Уилсон Роберт Чарльз - Компания чужаков стр 34.

Шрифт
Фон

Что‑то в этом жесте смутило Андреа, она сморгнула невольно: почти незаметный, такой интимный жест.

– Жарковато вам будет, – посочувствовала мать.

– Большое спасибо за чай, миссис Эспиналл, – чопорно ответил он и прикоснулся двумя пальцами к шляпе, прощаясь. Дохромал до калитки и вышел на залитую ярким солнцем улицу.

– Ты же не поедешь в Лиссабон, – без вопроса в голосе подытожила миссис Эспиналл, запирая дверь.

– Почему это?

– Да там все равно что Африка… арабы, – слегка поразмыслив, уточнила она. – Экзотика в худшем смысле слова.

– Наверное, меня выбрали потому, что я знаю португальский, – предположила Андреа. – Ты мне и слова не дала вставить.

– Будь добра, не заводись. Спорить с тобой я не намерена. – Мать уже перешла в гостиную.

– Я что, не вправе даже упомянуть о моем отце?

– Он умер, ты его в глаза не видела! – Выплеснув остатки чая в горшок с комнатным растением, миссис Эспиналл налила себе свежего чаю. – Я и сама‑то едва успела узнать его.

– Это еще не повод…

– Мы не будем говорить о нем, Андреа. Не будем, и все тут.

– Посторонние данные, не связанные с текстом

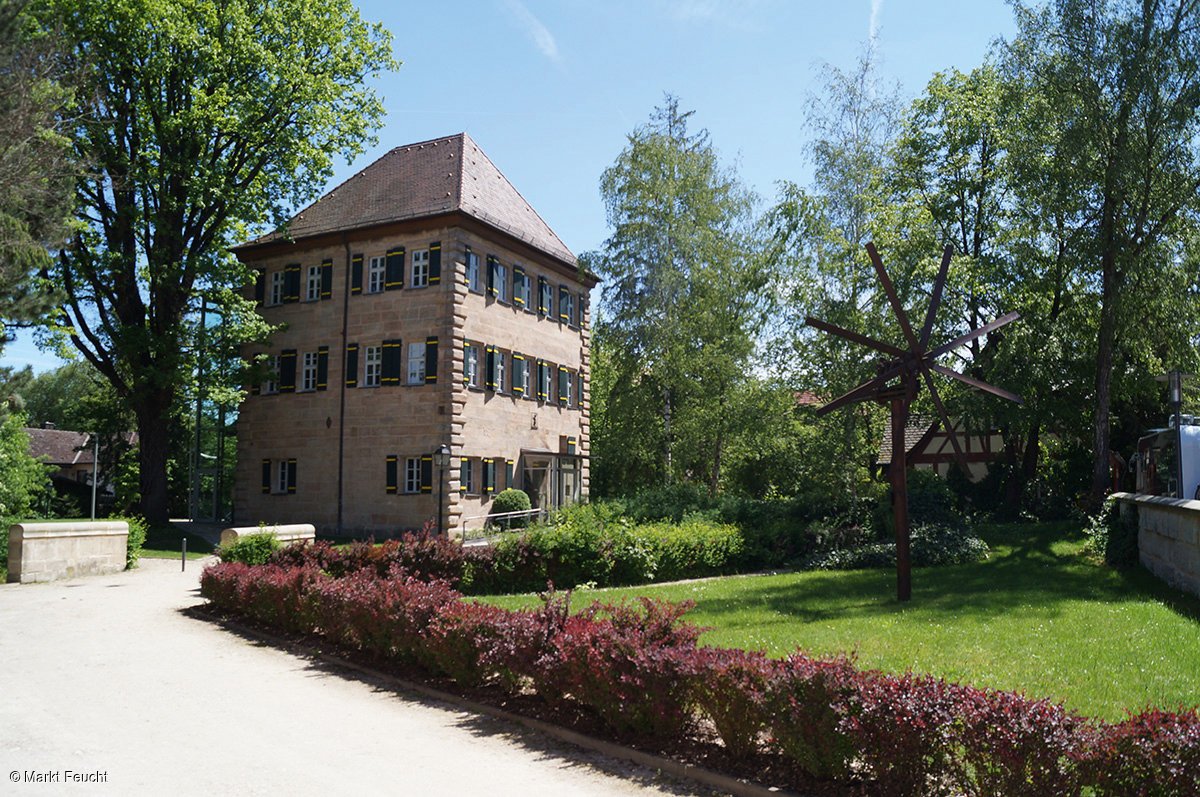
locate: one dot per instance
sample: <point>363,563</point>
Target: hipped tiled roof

Что‑то крутилось в голове у Андреа, что‑то пока неясное, почти бессмысленное, словно не полностью сформулированная задача, обрывок уравнения со многими неизвестными. Так и стояла перед глазами эта сцена: мать разглаживает пальто на плечах Роулинсона. Близость. Причины этой близости. Нога Роулинсона. Пожизненный запрет упоминать о давно умершем португальце, который был отцом Андреа.

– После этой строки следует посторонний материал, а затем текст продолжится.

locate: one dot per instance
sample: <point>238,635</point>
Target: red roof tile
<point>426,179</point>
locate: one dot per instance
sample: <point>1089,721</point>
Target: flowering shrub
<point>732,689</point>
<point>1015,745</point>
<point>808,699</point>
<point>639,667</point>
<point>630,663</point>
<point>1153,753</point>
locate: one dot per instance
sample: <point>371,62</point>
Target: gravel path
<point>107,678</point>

Любой разговор с матерью – алгебраическая головоломка. Математика без чисел, только буквы, чьи значения неизвестны. Слова, утратившие прежний смысл. Но один вопрос уже проклевывался, вопрос, навязанный ей этой сценой. Задать его вслух Андреа не смела. Но думать – могла, и, когда посмотрела на мать и подумала об этом, ее пробила дрожь.

– Неужели ты мерзнешь в такую жарищу? – удивилась мать.

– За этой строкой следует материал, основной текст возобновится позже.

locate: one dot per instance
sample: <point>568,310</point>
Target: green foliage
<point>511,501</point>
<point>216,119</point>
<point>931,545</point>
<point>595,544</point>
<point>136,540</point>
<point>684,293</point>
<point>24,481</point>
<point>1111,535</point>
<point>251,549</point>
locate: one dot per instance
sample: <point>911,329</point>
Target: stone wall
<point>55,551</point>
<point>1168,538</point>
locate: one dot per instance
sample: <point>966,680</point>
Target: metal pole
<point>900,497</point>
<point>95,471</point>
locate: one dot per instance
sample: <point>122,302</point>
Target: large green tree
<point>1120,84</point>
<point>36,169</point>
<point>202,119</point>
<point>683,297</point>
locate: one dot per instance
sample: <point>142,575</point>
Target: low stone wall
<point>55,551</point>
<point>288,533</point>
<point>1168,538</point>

– Нет, мама, я не мерзну. Так, мысль одна.

Утром мать облачила Андреа в один из своих костюмов. Узкая прямая юбка, блузка кремовая, короткий темно‑синий жакет и шляпка – не сидит на голове, а торчит, приподнимается. Строгий ревизор проверил ногти Андреа и признал их сносными. После завтрака мать велела ей почистить зубы и, убегая на работу, успела еще у подножия лестницы выкрикнуть, обращаясь ко второму этажу, целый ряд инструкций: что дочь должна делать, а главное, чего, боже упаси, делать нельзя.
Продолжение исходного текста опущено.